I'd like to add that Fox reached out to me via Twitter, leading to a productive and courteous exchange. I'm greatly encouraged that they're following up with people who know more about the subject than some internet commenter. ;) No matter what happens, this shows good faith.
Those interested should definitely read their blog post, linked above. It's short on specifics ("security through obscurity"), but quite convincing. They really do appear to be sweating the details.
(P.S. I regret that I can't edit my post above: I used inappropriately strong language in some parts. Sorry.)
I just hope these services protect the customer as much as the artist. For every artist who's had issues with chargebacks and the like, there are also customers who comission, pay all or part up front, and then hear nothing. So in order not to be left with no recourse, they do a chargeback before the time to do so runs out.
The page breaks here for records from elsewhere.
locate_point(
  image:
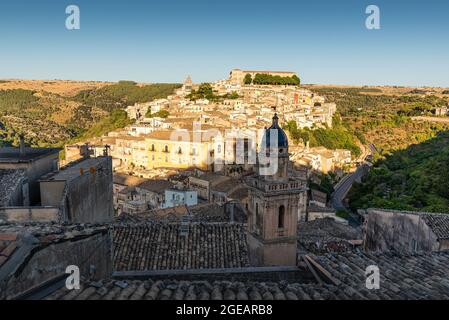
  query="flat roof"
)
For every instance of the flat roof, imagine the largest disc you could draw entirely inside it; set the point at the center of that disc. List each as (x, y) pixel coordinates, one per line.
(12, 155)
(73, 170)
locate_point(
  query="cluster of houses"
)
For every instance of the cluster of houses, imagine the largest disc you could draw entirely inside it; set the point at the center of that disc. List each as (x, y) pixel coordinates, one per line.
(201, 133)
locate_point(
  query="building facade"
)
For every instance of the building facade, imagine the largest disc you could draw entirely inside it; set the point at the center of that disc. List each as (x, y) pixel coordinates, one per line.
(275, 203)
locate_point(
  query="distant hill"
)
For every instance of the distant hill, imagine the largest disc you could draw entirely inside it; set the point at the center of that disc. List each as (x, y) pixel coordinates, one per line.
(51, 113)
(416, 178)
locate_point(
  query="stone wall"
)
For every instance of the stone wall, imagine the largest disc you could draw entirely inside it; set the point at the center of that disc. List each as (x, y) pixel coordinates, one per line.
(44, 263)
(89, 196)
(395, 230)
(22, 214)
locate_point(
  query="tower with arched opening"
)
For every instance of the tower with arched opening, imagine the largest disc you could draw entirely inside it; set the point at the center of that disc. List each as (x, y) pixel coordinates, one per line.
(276, 201)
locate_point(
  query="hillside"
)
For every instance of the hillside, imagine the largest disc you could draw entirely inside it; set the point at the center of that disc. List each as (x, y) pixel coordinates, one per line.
(51, 113)
(416, 178)
(383, 115)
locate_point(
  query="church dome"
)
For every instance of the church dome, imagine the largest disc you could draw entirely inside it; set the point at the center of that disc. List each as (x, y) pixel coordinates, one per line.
(281, 136)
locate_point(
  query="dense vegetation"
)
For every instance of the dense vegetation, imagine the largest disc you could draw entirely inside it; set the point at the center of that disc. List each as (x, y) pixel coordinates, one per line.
(416, 178)
(118, 118)
(124, 93)
(385, 120)
(47, 119)
(268, 79)
(411, 171)
(337, 137)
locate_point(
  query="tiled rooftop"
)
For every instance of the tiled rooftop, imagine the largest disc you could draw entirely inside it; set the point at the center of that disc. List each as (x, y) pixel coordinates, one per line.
(402, 277)
(325, 235)
(437, 222)
(195, 290)
(419, 276)
(8, 182)
(162, 246)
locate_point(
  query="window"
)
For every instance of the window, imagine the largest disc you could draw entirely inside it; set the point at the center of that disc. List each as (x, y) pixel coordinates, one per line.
(281, 217)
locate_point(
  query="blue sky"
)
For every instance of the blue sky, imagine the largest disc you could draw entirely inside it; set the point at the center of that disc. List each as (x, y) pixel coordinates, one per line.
(164, 41)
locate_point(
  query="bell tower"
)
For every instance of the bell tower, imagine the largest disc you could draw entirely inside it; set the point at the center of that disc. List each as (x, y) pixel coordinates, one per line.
(275, 202)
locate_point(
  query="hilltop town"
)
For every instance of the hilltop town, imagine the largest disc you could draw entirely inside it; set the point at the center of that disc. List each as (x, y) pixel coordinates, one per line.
(209, 194)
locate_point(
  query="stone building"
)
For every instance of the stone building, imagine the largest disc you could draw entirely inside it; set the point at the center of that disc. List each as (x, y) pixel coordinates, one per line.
(275, 202)
(35, 161)
(81, 191)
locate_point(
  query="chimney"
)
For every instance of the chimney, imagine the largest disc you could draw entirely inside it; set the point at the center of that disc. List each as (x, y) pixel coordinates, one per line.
(22, 151)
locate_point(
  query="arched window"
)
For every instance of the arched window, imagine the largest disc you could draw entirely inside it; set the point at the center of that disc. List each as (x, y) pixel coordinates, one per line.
(281, 217)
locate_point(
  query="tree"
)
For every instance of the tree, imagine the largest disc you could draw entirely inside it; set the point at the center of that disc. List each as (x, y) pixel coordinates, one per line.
(248, 79)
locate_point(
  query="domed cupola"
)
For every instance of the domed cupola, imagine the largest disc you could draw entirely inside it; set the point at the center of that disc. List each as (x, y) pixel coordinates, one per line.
(279, 133)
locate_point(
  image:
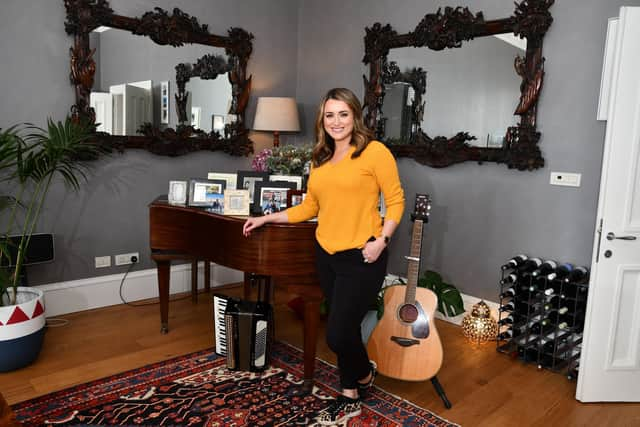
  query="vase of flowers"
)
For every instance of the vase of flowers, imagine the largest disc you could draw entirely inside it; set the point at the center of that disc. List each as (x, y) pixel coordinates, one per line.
(284, 160)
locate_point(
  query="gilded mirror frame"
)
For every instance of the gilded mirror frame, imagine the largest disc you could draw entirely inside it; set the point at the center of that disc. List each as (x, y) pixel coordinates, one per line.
(175, 29)
(449, 29)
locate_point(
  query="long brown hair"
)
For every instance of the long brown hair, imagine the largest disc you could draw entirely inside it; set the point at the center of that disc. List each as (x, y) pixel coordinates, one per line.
(325, 145)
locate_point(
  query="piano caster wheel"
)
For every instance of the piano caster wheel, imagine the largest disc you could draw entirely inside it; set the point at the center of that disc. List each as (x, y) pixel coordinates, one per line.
(307, 386)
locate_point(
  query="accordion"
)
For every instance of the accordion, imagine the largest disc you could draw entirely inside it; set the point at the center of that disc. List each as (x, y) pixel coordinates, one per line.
(243, 332)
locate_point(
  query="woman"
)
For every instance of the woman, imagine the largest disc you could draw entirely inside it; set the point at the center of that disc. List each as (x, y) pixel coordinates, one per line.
(349, 172)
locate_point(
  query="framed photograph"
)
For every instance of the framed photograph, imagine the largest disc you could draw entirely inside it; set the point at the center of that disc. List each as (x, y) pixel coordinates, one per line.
(206, 192)
(236, 202)
(164, 102)
(177, 192)
(295, 197)
(217, 123)
(230, 178)
(217, 203)
(271, 196)
(288, 178)
(247, 181)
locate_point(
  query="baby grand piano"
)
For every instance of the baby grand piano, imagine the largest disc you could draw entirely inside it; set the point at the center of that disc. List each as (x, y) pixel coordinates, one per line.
(282, 251)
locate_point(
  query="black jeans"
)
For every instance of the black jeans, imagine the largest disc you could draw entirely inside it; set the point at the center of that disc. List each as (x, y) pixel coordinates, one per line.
(350, 286)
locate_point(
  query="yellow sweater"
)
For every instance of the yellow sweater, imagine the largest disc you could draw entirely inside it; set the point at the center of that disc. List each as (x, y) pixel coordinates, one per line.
(344, 196)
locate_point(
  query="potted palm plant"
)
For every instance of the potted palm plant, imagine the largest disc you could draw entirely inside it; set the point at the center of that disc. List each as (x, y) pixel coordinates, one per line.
(30, 159)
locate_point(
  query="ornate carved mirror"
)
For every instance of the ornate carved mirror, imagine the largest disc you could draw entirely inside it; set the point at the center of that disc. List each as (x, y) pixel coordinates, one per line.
(123, 82)
(444, 106)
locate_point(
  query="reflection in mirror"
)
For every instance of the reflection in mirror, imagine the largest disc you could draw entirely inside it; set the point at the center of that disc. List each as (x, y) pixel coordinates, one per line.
(129, 71)
(474, 88)
(209, 101)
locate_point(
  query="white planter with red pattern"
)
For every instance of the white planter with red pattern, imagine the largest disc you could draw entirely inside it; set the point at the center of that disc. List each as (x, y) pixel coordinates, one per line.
(21, 329)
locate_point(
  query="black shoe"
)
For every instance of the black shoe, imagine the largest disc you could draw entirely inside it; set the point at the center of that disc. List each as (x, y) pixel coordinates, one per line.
(339, 410)
(364, 388)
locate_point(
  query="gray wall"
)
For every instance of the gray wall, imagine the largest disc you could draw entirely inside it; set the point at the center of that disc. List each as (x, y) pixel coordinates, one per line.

In a number of cases, the artist then complains that they'd started the piece. I hope there is a provision to include specified deadlines in the commission and if those aren't met, the customer can then be refunded regardless of the artist's wishes.
Deadlines are things agreed to on the scope of work I do believe, the commissioner would be able to withdraw their money from holding should that scope of work not be met (or an extension would be negotiated).